Here’s the scenario. You’re a business owner. You pay your taxes. Never late. You account carefully. Never falsely. You treat customers and employees well. You face your responsibilities head-on. You try. Despite your best intentions - diversion, distraction, direction (the lack of) or simply delusion leaves you at risk.
Here’s the detail. Small and medium-sized enterprises (SMEs) often grow organically. For all the planning in the world, things don’t always go the way you expect. You blink and years have passed and with every passing year, another good decision starts to look less and less so.
I’m talking about data, systems, processes, policies and procedures that have seen your organisation stay on broadly the right track. Until now. Delusion is thinking you can carry on as you have to date.
Now, seemingly out of the blue, the introduction of the General Data Protection Regulation (GDPR) suddenly brings into stark focus the implications of decisions made in the moment. Time to take stock and tackle the problem.
How many systems does your organisation have? One, two, five, fifteen?
Apparently, good business writing is about reinforcing your point with evidence. Here’s a statistic for you. A personal one. My business currently has fourteen business systems, including:
• A CRM
• Two marketing automation systems (don’t ask)
• Two website tracking products (see above)
• Email
• Collaboration platforms
• Four websites
The list goes on. They all have two things in common. There is personably identifiable information on every one of them, and they were all bought and implemented in good faith, and for good reason. Sound familiar?

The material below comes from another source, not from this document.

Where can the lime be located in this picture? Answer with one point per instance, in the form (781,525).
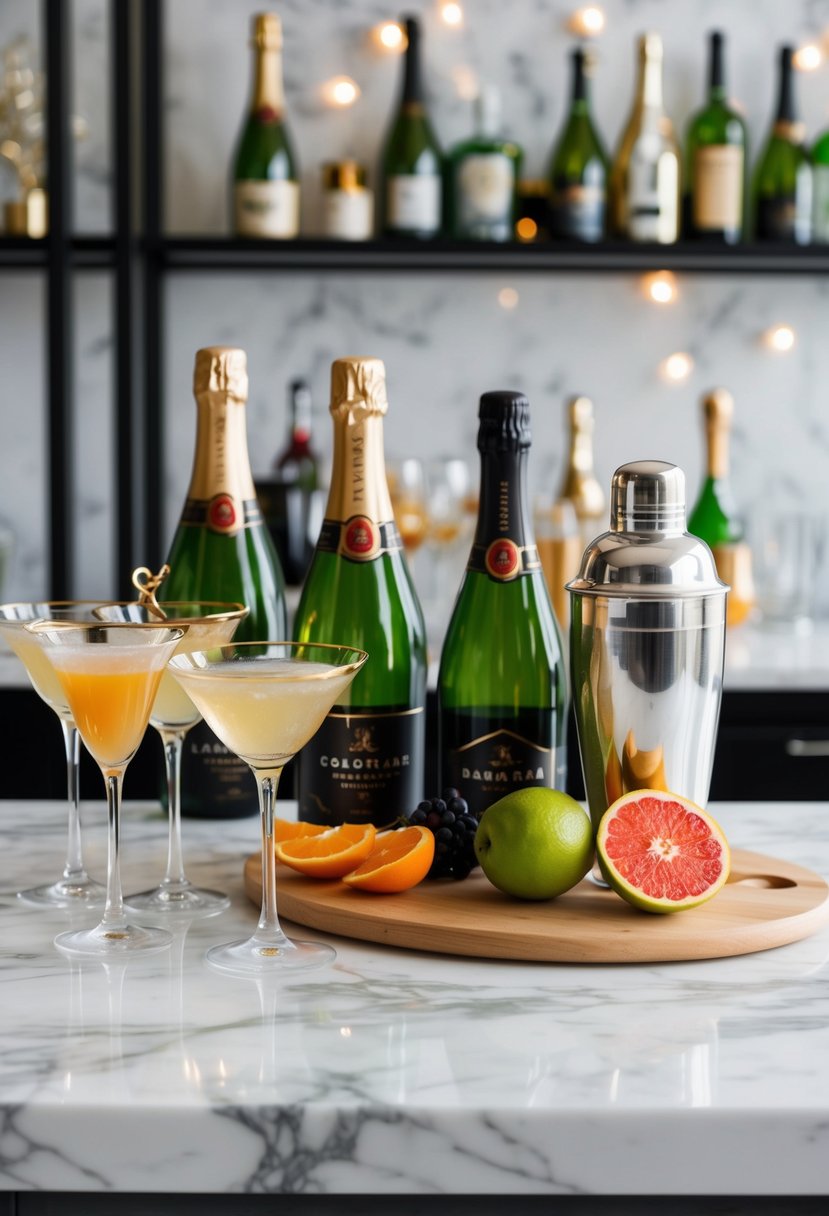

Now is the time to start understanding what they do for your business and why. The GDPR stipulates you get control of your data ahead of next year and, specifically, information of a personally identifiable nature, in readiness for the new control citizens living and working within EU boundaries will have over their data.
And herein lies the challenge. Too much choice, not enough time. Here are some choices I have regarding our processes and data:
Delete – make changes to the way my business operates, cutting the need for certain systems and allowing me to delete associated data. It's drastic, but effective.
Migrate – take what I’ve got and consolidate it. Quick and dirty. Time is limited. Worry about the consequences later. It's messy, but could be effective.
Control – leave things where they are. Add a layer of control. Use resultant insight to my advantage. It's complex, or is it?
Read about GDPR for long enough and you’ll find articles that focus on search. And for me, search and process are the two facets of complying with any regulation.
Effective search says, “I know what I’ve got”. Extensions of search - conceptual search, auto-classification and tagging – says, “I know what I’ve got. And I know it’s being controlled.” Process automation says, “And I know when it’s not. And I know how to handle it."
So when I say broad choice and limited time is a bad thing, I mean it.
Many companies simply won’t have time to embark on multiple, lengthy migration projects. Similarly, evaluating the market for tools that “solve GDPR” will see organisations overwhelmed with apparent choice. No, I council another approach. Control what you’ve got. And for that, you need the power of search.